AWOL – Sorry!

An Apology to you all

I thought it was time I apologised for not being around much for the last few months. The new job I took on in September has had some challenges and by that I mean problems, and by problems I mean evolutionary screw ups. For the battle hardened sysadmin this is nothing but ordinary, this is the first time I had started somewhere that from the scratch wanted to do “DevOps” and it was all about continuous delivery but unfortunately they made a few mistakes which I want to cover to ensure that not only you as fellow readers can look to avoid these but also so you can understand the steps we have taken to start on the path of fixing it; and do not be delussioned to think we are near the fix we have simply turned the boat to face the right direction while we work out how to keep it on course is a conversation for next month.

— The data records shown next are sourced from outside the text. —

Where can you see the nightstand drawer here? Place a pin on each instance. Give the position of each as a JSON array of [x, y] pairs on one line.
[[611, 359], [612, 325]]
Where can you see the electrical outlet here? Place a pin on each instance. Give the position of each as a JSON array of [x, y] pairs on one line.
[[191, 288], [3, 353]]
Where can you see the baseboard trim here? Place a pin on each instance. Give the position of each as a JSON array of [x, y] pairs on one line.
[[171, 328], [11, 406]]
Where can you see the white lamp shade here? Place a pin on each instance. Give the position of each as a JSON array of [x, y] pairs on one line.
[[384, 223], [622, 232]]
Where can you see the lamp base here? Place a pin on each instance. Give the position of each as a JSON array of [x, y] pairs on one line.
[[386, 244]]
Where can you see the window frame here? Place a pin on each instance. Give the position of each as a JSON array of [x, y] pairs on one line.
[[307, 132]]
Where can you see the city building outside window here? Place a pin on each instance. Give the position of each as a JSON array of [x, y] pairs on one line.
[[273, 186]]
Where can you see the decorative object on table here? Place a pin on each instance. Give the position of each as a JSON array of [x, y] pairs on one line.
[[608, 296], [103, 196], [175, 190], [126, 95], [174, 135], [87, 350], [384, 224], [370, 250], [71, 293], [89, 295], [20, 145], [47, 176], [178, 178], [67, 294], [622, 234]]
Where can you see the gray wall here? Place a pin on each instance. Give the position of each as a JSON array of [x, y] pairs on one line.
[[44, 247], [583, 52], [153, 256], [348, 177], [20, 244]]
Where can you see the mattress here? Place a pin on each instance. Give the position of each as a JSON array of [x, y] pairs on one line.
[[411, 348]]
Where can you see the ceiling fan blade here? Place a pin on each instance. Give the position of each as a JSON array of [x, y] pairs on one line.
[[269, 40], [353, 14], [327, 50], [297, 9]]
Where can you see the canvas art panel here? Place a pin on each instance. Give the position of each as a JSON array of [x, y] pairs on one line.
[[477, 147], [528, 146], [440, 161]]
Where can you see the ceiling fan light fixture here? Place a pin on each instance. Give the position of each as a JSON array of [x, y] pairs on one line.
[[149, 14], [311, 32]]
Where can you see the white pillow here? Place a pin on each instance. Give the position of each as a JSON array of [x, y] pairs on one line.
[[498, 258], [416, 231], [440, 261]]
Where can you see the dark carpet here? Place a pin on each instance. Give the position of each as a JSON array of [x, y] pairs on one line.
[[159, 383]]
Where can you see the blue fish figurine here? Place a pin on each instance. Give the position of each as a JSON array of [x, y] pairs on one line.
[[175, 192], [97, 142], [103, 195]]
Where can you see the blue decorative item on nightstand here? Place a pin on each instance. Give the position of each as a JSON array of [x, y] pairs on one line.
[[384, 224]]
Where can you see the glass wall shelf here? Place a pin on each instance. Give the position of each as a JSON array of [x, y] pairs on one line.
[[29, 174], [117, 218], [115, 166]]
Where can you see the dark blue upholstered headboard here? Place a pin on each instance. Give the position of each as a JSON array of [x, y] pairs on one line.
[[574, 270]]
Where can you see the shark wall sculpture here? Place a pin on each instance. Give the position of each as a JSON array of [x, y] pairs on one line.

I’m sure this is going to be a hard battle to win but I’m certain in 3 months time we will have some of the basics under control while stretching for nirvana as all good teams should, now on with the fundermentals that no one should fail, really, well at least try not to.

Now do pay attention 007

  1. Magic can not happen with out hard work – Buying a book, like the Lean startup and preaching it to the masses as the right thing to do is fine, doing that and then failing to follow what you preached is bad. Large organisations looking to do the lean startup should not simply spin up a department sent a huge budget and then expect magic. That is only part of the journey, trying to do the lean startup with out measuring and learning is asking for trouble and for you to loose focus on why it was a good idea.
  2. Don’t implement the end goal first – I mean, Seriously! I’m sure there was a famous saying, “Run before you can walk”? okay I’m obviously being facetious and you should know “We must learn to walk before we can run” an not trying to quote Tony Stark With IT Operations DevOps there is a cost paid for every sticky plaster and ever ‘good enough’ solution, that toll is really easy to fix early on. People understand this with software development but not operations, a silly 2 min decision about going live before the system is ready can take years of a lot of people trying to fix it vs delaying by a week or two, the cost benefit analysis would look hysterical. Continuous integration and delivery are built on good foundations, if you can’t build a system, or manage a release manually successfully you are not ready, try harder. I’m not saying don’t push your self but you all need to understand where the line is and not compromise on that unless there’s a good cause to do so.
  3. Accountability and structure are key – Someone within the business needs to own the whole operational lifecycle before the system is released, In fact while having the idea for running a service, Employ someone then to work out what they need to make it a success 3 – 6 months from now. The operational involvement in releasing a service should be iterative and inclusive from the off set else you’ll end up with some code that is not deployable.
  4. Third parties don’t care about your problems – I’m not saying it’s true for all cases as they should care, but they are driven by different things, different requirements that makes it easy for them to move on. Just because the third party can run the software they made doesn’t mean you can, and to said third parties, Release well tested / versioned code or run a service, don’t do both badly, which you are, sorry. At least by running a service you can hide the fact your code is bad, but start giving it to people when it’s clearly a version 1 and not suitable to be run anywhere is bad.

We can fix it

One of the challenges I faced first was not having the right structure for any real push back on ‘crazyness’ i.e. no management level buy in, no operational seat on the table. This is quite important as it allows the team to push back on work without being distracted on other tasks, someone needs to make the hard call about live site down and releasing code.

Stabilisation of the core fundamentals is critical, get to a stage where reproducibly building the system from scratch is possible. Ensure that the update and releases can be performed reliably manually. Make sure that the system is supportable end to end.

Have an end goal, work out what utopia is and narrow down in on it as time goes on, start executing to a plan, think of this more as playing civilization V or something, if you have a strategy you will be fine, shooting in the dark will end badly for everyone.

Summary

There is always a way out of the most horrid situations, it does require some compromising on the solutions. the Goal is to do what ever it takes to build up slack, enough slack that some of the bits that were done badly can at least be done properly to build up yet more slack, Hopefully by the time there is a few months of slack built up some sort of system can be implemented to ensure ongoing operations remain focused and within plan. Just remember the end goal and aim for it (roughly).